Et Claude Debussy va plus loin dans son analyse: il conteste que le “Poème”, vers la fin, laisse de côté “toute description, toute anecdote”. Mais cela voudrait dire qu’auparavant l’œuvre était au contraire assujettie à la “description” de quelque chose de précis, et que Claude Debussy en connaissait la source.
En effet, ce n’est que dans les années 1960 que l’on découvrit un détail très important, lorsqu’on retrouva le manuscrit du “Poème”, dans sa réduction pour violon et piano. Il porte en effet un indice: sous le titre on y retrouve les mots “Le Chant de l’Amour Triomphant”, ce qui est, on le sait bien, le titre d’une nouvelle d’Ivan Tourgueniev.
Ernest Chausson était un grand amateur d’Ivan Tourgueniev: il possédait la totalité de ses oeuvres dans sa bibliothèque. Et cela n’est guère surprenant. On sait bien combien Tourgueniev avait été mêlé à la vie musicale parisienne. Longtemps lié à Pauline Viardot (inspiration du personnage de “Consuelo” de Georges Sand), elle signera la plupart des traductions des oeuvres de Tourgueniev.
Ernest Chausson aurait donc composé le “Poème” inspiré par la lecture de cette nouvelle, “Le Chant de l’Amour Triomphant” (Песнь торжествующей любви) écrite en 1881.
L’histoire, quelque peu mystique, peut se résumer de la façon suivante:
Muzio et Fabio, deux frères et jeunes artistes de Ferrare, tombent tous les deux éperdument amoureux de Valeria, une jeune fille d’une incroyable beauté. Lorsqu’elle doit choisir un mari, elle choisit Fabio.
Parti en Orient pour oublier son amour, Muzio revient cinq années plus tard, ayant fait des moeurs orientales ses habitudes. Initialement il donne bien l’impression d’avoir oublié son amour d’antan pour Valeria, mais il l’impressionne par ses pratiques acquises, notamment en jouant une mélodie fabuleuse sur un violon oriental.
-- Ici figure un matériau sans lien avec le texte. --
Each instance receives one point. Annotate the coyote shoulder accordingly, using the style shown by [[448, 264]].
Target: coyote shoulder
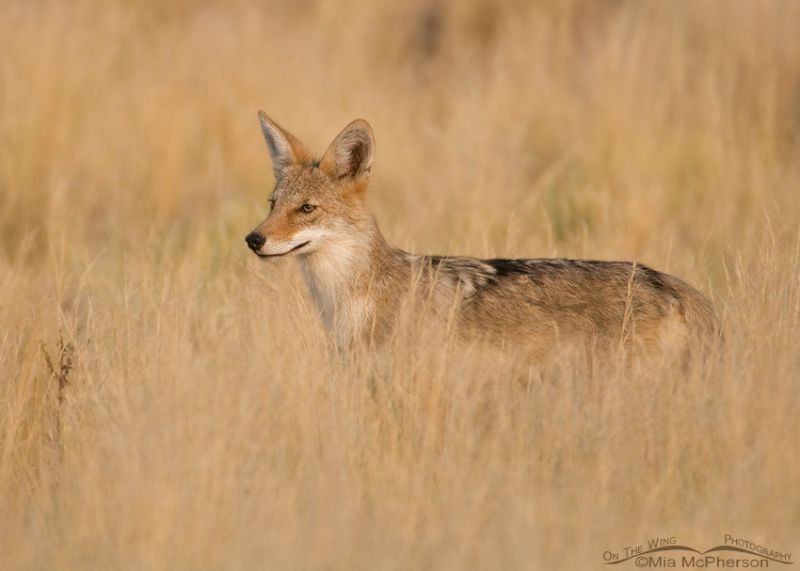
[[359, 282]]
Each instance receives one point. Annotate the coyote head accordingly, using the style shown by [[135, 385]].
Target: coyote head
[[316, 203]]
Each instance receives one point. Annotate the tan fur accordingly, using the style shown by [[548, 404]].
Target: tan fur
[[530, 307]]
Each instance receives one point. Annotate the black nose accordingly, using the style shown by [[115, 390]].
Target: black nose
[[255, 240]]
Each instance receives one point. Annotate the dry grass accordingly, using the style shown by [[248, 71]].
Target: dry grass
[[204, 424]]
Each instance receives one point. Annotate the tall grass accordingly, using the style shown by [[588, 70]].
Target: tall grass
[[203, 423]]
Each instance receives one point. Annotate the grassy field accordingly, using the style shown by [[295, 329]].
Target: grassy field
[[168, 401]]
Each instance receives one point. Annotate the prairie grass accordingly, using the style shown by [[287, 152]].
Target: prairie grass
[[199, 420]]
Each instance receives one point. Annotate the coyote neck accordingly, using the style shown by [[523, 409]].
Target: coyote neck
[[340, 277]]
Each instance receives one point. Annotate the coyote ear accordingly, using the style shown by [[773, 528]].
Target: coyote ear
[[350, 153], [284, 148]]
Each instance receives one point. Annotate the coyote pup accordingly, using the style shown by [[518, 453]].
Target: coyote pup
[[359, 282]]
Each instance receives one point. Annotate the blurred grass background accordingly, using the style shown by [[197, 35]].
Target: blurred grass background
[[204, 425]]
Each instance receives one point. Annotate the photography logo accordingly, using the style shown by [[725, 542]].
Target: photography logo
[[666, 553]]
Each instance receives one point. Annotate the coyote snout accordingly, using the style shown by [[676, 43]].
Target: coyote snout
[[358, 281]]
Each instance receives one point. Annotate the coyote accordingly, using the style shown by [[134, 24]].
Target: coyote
[[359, 282]]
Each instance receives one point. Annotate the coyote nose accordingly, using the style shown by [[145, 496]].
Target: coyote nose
[[255, 240]]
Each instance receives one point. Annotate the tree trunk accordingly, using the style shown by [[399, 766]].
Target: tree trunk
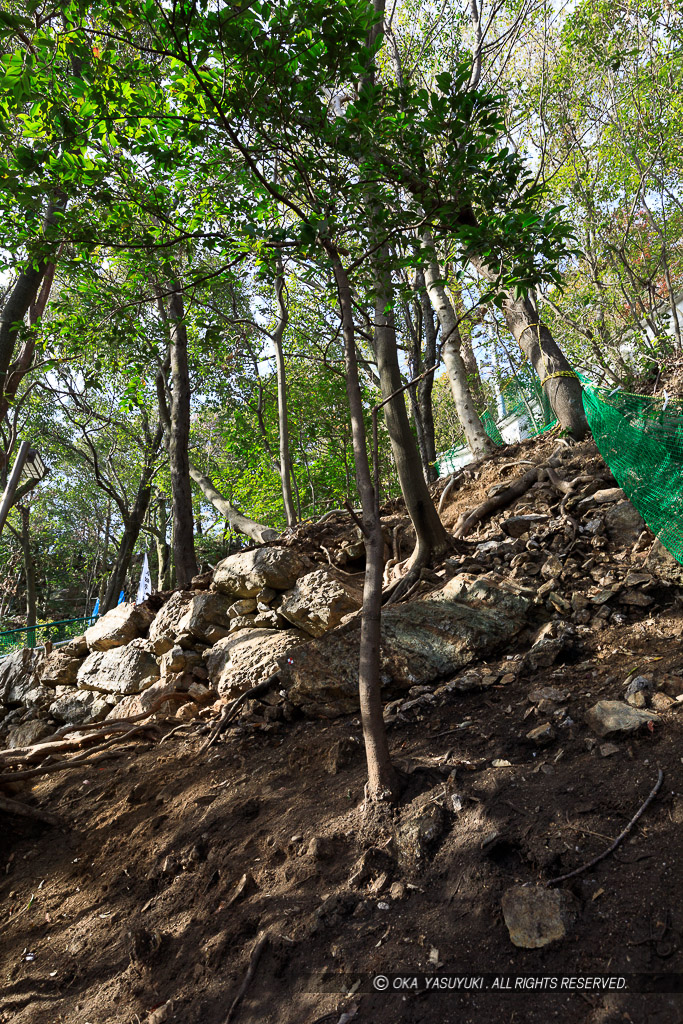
[[478, 440], [431, 538], [382, 780], [239, 522], [183, 527], [132, 526], [426, 386], [30, 571], [283, 421], [557, 378]]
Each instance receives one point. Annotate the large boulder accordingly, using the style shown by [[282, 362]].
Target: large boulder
[[81, 707], [321, 599], [120, 671], [19, 675], [247, 572], [242, 660], [59, 668], [422, 642], [165, 627], [119, 627], [207, 617]]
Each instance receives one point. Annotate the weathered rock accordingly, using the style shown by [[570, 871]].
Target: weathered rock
[[247, 572], [80, 707], [28, 733], [663, 564], [417, 836], [608, 495], [119, 671], [536, 915], [517, 525], [240, 662], [542, 734], [207, 617], [624, 523], [139, 704], [423, 641], [59, 668], [119, 627], [245, 606], [18, 675], [612, 717], [164, 629], [319, 600]]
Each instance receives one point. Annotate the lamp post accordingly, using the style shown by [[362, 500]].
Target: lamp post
[[29, 460]]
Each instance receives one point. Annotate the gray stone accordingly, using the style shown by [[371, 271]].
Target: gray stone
[[624, 524], [608, 495], [319, 600], [536, 915], [245, 606], [18, 675], [612, 717], [80, 707], [247, 572], [240, 662], [59, 668], [517, 525], [119, 671], [119, 627], [542, 734], [663, 564], [207, 617], [164, 629], [423, 641], [416, 837], [28, 733]]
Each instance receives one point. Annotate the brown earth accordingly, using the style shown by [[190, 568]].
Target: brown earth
[[136, 907]]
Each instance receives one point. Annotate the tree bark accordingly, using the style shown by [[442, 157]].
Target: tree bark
[[431, 538], [478, 440], [382, 780], [557, 378], [183, 524], [239, 522], [283, 421], [132, 526]]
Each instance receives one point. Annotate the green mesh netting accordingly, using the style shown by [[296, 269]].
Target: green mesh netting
[[489, 426], [641, 439]]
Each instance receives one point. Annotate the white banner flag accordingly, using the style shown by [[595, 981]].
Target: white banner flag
[[144, 586]]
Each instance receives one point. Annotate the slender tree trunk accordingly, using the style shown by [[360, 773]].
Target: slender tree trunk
[[239, 522], [426, 386], [283, 421], [183, 526], [477, 438], [557, 378], [132, 527], [431, 538], [382, 780], [30, 571]]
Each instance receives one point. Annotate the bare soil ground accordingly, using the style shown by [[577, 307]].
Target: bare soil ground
[[145, 903]]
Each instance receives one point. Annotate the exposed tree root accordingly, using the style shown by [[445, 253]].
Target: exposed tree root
[[25, 811], [253, 964], [231, 710], [620, 838], [469, 520]]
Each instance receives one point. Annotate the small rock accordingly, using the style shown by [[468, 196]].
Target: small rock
[[536, 915], [542, 734], [607, 717]]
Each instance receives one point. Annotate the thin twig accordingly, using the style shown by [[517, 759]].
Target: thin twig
[[620, 838], [253, 963]]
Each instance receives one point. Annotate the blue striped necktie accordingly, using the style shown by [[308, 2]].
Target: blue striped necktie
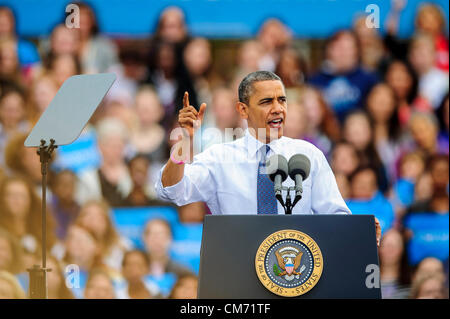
[[267, 203]]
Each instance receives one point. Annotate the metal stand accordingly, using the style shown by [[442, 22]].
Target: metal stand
[[38, 274]]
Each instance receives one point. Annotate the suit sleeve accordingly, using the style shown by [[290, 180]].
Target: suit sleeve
[[326, 197]]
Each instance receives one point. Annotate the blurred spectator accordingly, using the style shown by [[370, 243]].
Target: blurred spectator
[[366, 197], [157, 239], [10, 287], [185, 288], [401, 77], [273, 36], [149, 112], [382, 108], [341, 79], [12, 116], [26, 51], [20, 209], [99, 286], [394, 268], [141, 194], [358, 129], [135, 266], [111, 180], [430, 20], [442, 114], [41, 92], [428, 286], [62, 204], [433, 83], [97, 53], [344, 159], [9, 62], [371, 44], [10, 253], [95, 217], [322, 126], [291, 68], [424, 130], [56, 282]]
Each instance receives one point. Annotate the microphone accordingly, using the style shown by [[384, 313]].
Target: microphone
[[299, 167], [277, 169]]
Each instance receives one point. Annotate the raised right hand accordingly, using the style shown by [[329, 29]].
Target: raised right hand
[[189, 118]]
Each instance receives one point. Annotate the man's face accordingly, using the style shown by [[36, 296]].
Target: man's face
[[267, 109]]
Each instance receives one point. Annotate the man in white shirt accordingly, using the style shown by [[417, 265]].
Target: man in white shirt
[[227, 176]]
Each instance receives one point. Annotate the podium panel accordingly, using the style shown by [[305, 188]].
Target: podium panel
[[289, 256]]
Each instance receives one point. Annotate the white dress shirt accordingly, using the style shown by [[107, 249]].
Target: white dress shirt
[[225, 177]]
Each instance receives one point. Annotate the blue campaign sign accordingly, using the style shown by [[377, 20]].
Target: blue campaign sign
[[82, 154], [187, 241], [430, 236], [378, 206], [131, 221]]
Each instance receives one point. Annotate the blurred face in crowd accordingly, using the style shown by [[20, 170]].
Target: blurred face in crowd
[[112, 148], [6, 289], [422, 54], [343, 185], [186, 288], [345, 159], [250, 53], [94, 218], [8, 58], [64, 40], [197, 56], [134, 267], [148, 108], [391, 248], [364, 185], [429, 19], [12, 110], [423, 189], [157, 237], [267, 109], [81, 246], [412, 167], [6, 254], [7, 24], [343, 52], [64, 187], [381, 103], [424, 132], [357, 131], [17, 199], [399, 79], [297, 121], [43, 91], [99, 287], [172, 26], [431, 288], [223, 107], [139, 171]]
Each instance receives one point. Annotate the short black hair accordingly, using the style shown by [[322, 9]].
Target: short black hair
[[246, 85]]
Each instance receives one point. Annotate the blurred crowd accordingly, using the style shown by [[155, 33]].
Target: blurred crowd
[[376, 104]]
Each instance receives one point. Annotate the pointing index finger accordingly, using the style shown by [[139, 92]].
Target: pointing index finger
[[186, 100]]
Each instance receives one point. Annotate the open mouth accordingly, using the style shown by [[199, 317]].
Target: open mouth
[[275, 123]]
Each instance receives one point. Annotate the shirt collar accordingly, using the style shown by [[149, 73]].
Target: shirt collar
[[253, 144]]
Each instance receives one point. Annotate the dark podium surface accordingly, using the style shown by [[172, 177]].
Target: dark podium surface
[[230, 244]]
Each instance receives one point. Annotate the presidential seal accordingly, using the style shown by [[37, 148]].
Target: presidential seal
[[289, 263]]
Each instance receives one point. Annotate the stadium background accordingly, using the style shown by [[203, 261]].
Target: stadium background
[[388, 148]]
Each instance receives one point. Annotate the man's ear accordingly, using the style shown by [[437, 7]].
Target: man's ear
[[242, 109]]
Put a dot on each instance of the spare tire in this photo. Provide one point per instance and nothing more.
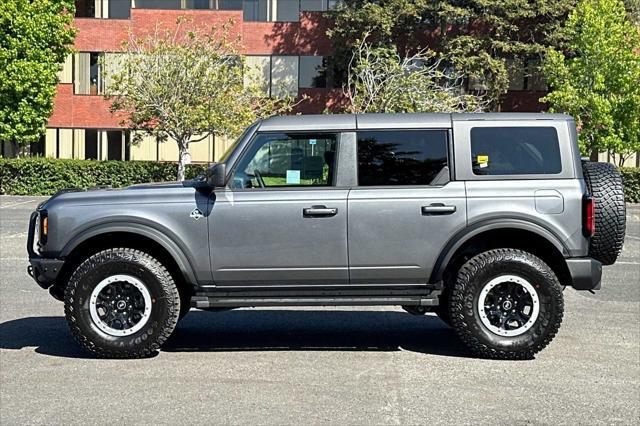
(605, 186)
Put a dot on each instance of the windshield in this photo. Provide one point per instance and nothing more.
(232, 147)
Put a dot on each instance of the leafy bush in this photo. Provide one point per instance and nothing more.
(631, 180)
(45, 176)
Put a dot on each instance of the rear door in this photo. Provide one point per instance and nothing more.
(404, 208)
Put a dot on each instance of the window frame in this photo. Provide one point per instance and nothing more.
(248, 147)
(462, 148)
(450, 157)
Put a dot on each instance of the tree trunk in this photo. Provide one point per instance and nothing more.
(183, 156)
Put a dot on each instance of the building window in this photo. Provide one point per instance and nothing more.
(36, 149)
(158, 4)
(119, 9)
(255, 10)
(535, 78)
(88, 79)
(287, 10)
(276, 75)
(313, 72)
(114, 9)
(85, 8)
(91, 144)
(229, 4)
(515, 71)
(199, 4)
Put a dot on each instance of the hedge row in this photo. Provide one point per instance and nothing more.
(45, 176)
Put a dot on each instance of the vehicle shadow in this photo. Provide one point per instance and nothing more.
(264, 330)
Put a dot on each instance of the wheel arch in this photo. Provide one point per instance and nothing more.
(134, 235)
(512, 233)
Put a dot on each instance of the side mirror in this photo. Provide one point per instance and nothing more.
(217, 175)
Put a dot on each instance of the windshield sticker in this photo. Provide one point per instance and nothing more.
(293, 177)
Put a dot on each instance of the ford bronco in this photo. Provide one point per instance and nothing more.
(482, 219)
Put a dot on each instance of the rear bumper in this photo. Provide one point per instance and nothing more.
(586, 273)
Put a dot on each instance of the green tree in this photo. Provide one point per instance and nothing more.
(474, 36)
(597, 80)
(186, 85)
(35, 39)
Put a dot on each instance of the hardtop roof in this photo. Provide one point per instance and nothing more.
(314, 122)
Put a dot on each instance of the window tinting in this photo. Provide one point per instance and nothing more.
(288, 160)
(515, 151)
(405, 157)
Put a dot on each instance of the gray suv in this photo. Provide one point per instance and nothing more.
(482, 219)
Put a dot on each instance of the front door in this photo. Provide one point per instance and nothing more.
(282, 222)
(404, 209)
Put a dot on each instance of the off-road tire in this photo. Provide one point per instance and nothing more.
(464, 296)
(161, 286)
(605, 185)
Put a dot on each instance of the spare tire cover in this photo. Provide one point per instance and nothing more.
(605, 186)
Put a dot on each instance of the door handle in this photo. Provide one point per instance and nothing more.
(437, 209)
(316, 211)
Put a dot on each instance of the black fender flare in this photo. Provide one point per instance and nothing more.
(139, 228)
(461, 237)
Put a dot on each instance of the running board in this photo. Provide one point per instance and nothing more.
(206, 302)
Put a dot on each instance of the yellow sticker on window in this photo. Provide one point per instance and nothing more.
(483, 160)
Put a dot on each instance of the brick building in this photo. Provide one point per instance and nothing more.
(285, 39)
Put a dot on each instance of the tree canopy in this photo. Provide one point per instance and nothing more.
(186, 84)
(475, 37)
(35, 39)
(597, 79)
(380, 80)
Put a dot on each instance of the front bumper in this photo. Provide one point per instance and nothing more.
(43, 270)
(586, 273)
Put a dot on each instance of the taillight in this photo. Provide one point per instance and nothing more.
(44, 227)
(589, 216)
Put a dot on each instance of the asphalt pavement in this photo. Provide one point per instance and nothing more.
(317, 365)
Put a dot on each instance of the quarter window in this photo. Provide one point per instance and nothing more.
(288, 160)
(406, 157)
(515, 151)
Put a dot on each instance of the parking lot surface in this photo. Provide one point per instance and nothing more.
(317, 365)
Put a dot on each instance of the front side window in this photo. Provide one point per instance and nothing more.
(401, 157)
(288, 160)
(515, 151)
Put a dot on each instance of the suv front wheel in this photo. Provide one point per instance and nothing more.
(121, 303)
(506, 304)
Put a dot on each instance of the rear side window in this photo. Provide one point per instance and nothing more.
(515, 151)
(403, 157)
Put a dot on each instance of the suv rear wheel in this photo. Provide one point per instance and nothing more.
(506, 304)
(121, 303)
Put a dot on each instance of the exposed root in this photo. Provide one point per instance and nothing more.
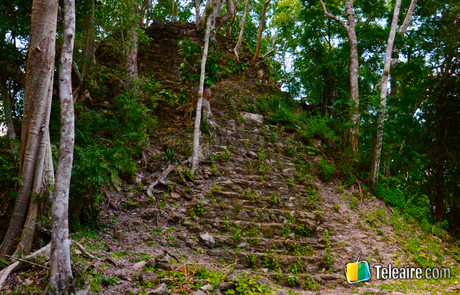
(161, 179)
(15, 266)
(82, 249)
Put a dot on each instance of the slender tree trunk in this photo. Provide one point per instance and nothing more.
(61, 279)
(240, 37)
(7, 108)
(37, 107)
(383, 96)
(197, 14)
(229, 34)
(439, 212)
(197, 133)
(353, 69)
(409, 17)
(132, 52)
(261, 28)
(88, 52)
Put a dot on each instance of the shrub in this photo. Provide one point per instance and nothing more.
(326, 170)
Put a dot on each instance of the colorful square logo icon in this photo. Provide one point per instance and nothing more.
(357, 272)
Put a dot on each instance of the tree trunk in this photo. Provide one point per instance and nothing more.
(353, 72)
(197, 14)
(229, 34)
(7, 108)
(231, 10)
(240, 37)
(132, 52)
(61, 280)
(353, 69)
(409, 17)
(88, 51)
(261, 28)
(197, 133)
(383, 97)
(37, 107)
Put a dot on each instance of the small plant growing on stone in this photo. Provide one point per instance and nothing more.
(237, 234)
(302, 232)
(216, 188)
(274, 198)
(199, 208)
(336, 207)
(354, 202)
(250, 195)
(326, 170)
(225, 155)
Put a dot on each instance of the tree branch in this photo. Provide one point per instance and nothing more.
(271, 51)
(331, 16)
(409, 17)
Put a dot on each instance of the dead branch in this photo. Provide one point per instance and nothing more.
(26, 261)
(82, 249)
(331, 16)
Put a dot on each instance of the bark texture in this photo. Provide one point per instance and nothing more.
(383, 96)
(409, 17)
(229, 34)
(37, 107)
(199, 105)
(61, 279)
(240, 37)
(353, 69)
(261, 28)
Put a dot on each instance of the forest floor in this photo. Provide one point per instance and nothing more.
(265, 212)
(257, 216)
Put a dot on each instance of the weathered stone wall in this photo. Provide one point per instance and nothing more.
(160, 57)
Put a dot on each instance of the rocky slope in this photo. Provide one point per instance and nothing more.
(259, 205)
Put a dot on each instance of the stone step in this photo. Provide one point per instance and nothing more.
(271, 261)
(228, 212)
(304, 227)
(260, 244)
(277, 201)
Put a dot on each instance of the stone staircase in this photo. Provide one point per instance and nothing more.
(261, 212)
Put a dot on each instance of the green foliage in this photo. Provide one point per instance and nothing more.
(326, 170)
(217, 66)
(107, 144)
(246, 285)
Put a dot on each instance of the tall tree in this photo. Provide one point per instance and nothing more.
(196, 132)
(384, 85)
(261, 28)
(61, 279)
(37, 107)
(383, 96)
(213, 22)
(353, 68)
(240, 36)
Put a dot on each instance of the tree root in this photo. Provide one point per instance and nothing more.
(161, 179)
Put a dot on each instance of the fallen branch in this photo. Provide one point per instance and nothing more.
(271, 51)
(26, 261)
(82, 249)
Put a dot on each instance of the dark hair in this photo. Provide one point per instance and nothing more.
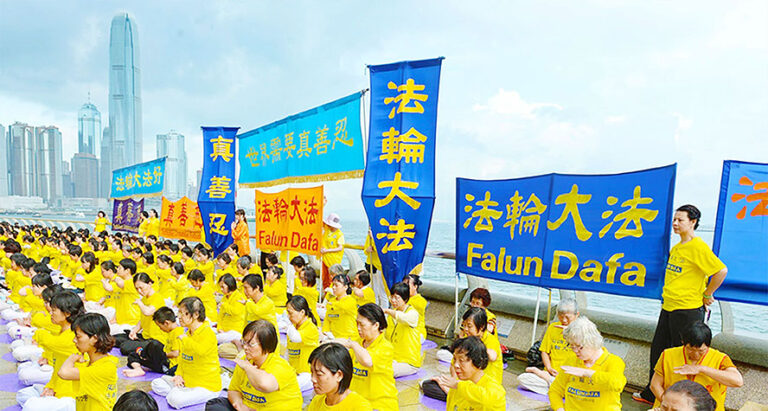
(254, 281)
(69, 303)
(194, 307)
(700, 396)
(164, 314)
(374, 314)
(310, 276)
(135, 400)
(229, 281)
(474, 349)
(264, 332)
(129, 265)
(482, 294)
(143, 277)
(693, 213)
(94, 324)
(196, 275)
(403, 290)
(42, 280)
(478, 317)
(298, 261)
(364, 277)
(335, 358)
(344, 280)
(696, 335)
(299, 303)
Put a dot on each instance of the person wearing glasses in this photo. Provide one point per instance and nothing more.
(197, 377)
(264, 379)
(592, 379)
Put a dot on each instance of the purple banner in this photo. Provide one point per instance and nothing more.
(126, 215)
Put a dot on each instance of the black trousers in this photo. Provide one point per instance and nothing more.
(667, 335)
(219, 404)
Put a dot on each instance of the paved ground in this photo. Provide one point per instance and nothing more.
(409, 394)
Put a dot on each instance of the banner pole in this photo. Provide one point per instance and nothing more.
(536, 316)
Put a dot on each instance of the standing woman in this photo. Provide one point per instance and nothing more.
(303, 337)
(692, 276)
(240, 233)
(101, 222)
(373, 355)
(197, 378)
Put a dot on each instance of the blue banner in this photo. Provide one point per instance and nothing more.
(126, 215)
(602, 233)
(399, 182)
(216, 198)
(321, 144)
(139, 180)
(741, 232)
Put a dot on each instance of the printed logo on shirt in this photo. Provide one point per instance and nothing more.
(359, 372)
(581, 393)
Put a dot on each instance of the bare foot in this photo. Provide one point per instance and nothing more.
(133, 372)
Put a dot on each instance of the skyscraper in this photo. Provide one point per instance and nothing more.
(171, 145)
(89, 130)
(124, 142)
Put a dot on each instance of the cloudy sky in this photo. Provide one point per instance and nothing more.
(527, 87)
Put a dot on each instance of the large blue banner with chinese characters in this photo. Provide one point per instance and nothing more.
(399, 182)
(602, 233)
(741, 232)
(139, 180)
(216, 198)
(321, 144)
(126, 215)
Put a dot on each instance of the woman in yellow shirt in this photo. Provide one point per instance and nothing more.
(197, 378)
(263, 380)
(303, 337)
(592, 379)
(373, 354)
(66, 306)
(331, 377)
(341, 312)
(468, 387)
(231, 310)
(95, 380)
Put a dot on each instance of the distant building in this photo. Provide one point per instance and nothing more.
(85, 175)
(89, 130)
(172, 146)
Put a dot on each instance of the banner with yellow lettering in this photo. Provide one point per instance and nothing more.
(603, 233)
(181, 219)
(291, 219)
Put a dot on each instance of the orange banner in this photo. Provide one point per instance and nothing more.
(181, 219)
(291, 219)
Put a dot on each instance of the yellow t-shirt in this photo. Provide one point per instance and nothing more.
(555, 345)
(675, 357)
(689, 267)
(353, 401)
(341, 317)
(287, 396)
(97, 388)
(298, 353)
(487, 394)
(262, 310)
(376, 384)
(601, 392)
(333, 239)
(232, 312)
(199, 359)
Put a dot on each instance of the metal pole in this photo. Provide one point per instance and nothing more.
(536, 317)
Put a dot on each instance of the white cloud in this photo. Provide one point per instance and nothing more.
(510, 102)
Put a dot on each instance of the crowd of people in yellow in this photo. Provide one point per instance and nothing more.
(71, 297)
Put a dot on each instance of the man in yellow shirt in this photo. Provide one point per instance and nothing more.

À la fois étrangement attirée et terriblement mal à l’aise elle rend Fabio fou de jalousie. Celui-ci finit par poignarder Muzio, mais le serviteur Malais de Muzio ressuscite son maître et l’emmène vers un monde meilleur. Alors que Valéria croit être libérée de l’étrange sort qu’elle sentait peser sur elle depuis le retour de Muzio, elle réalise qu’elle porte dans son ventre une nouvelle vie…
Une fois que nous connaissons cette histoire, on pourrait essayer de trouver un rapport direct entre chaque passage du “Poème” et cette nouvelle. Par exemple, on pourrait de cette façon expliquer l’idée première du “Poème”, avec sa longue mélodie — l’une des plus belles phrases romantiques qui aient été écrites — exposée au violon non accompagné, et dont l’attaque à découvert, au grave, correspond très exactement au texte de la nouvelle.
Mais ça n’est peut-être pas si simple: Chausson aurait-il voulu écrire une transcription musicale, mot par mot en quelque sorte? Ou est-ce au contraire cette mélodie qui l’a séduit, sur laquelle il donne champ libre à sa propre imagination? Chausson n’aurait-il au contraire pas voulu nous faire croire qu’il suivait cette nouvelle, afin d’y laisser son empreinte et brouiller des pistes? N’était-il pas solitaire et dépressif?
Chausson a tout de même effacé le titre de la nouvelle de Tourgeniev, cachant ainsi à ses interprètes un précieux indice – ou bien serait-ce l’inverse, c’est à dire que le titre de la nouvelle devait cacher quelque chose de bien plus personnel, qu’il ne voulait pas nous faire connaître? On comprend aussi ce que signifie la phrase de Debussy, beaucoup plus juste et pénétrante qu’elle ne le semble au premier abord.
Chausson aura ainsi, sous l’impulsion du romancier russe, réalisé une nouvelle forme d’oeuvre pour violon, allant bien plus loin que le poème symphonique.
Comme toutes les oeuvres que nous interprétons aujourd’hui, c’est un immense jeu de pistes, où l’on croise la réalité, l’histoire et la société, la poésie, la peinture, la vie au quotidien. C’est au musicien interprète d’en faire quelque chose de particulier et ainsi emmener en voyage les auditeurs.
Le “Poème” est l’un des reflets du Paris merveilleux de la fin du siècle dernier. Il porte dans ces notes l’inspiration des longs voyages lointains, tel une exposition universelle. Une image instantanée de son temps, de son monde, que nous ne pouvons qu’essayer d’imaginer aujourd’hui.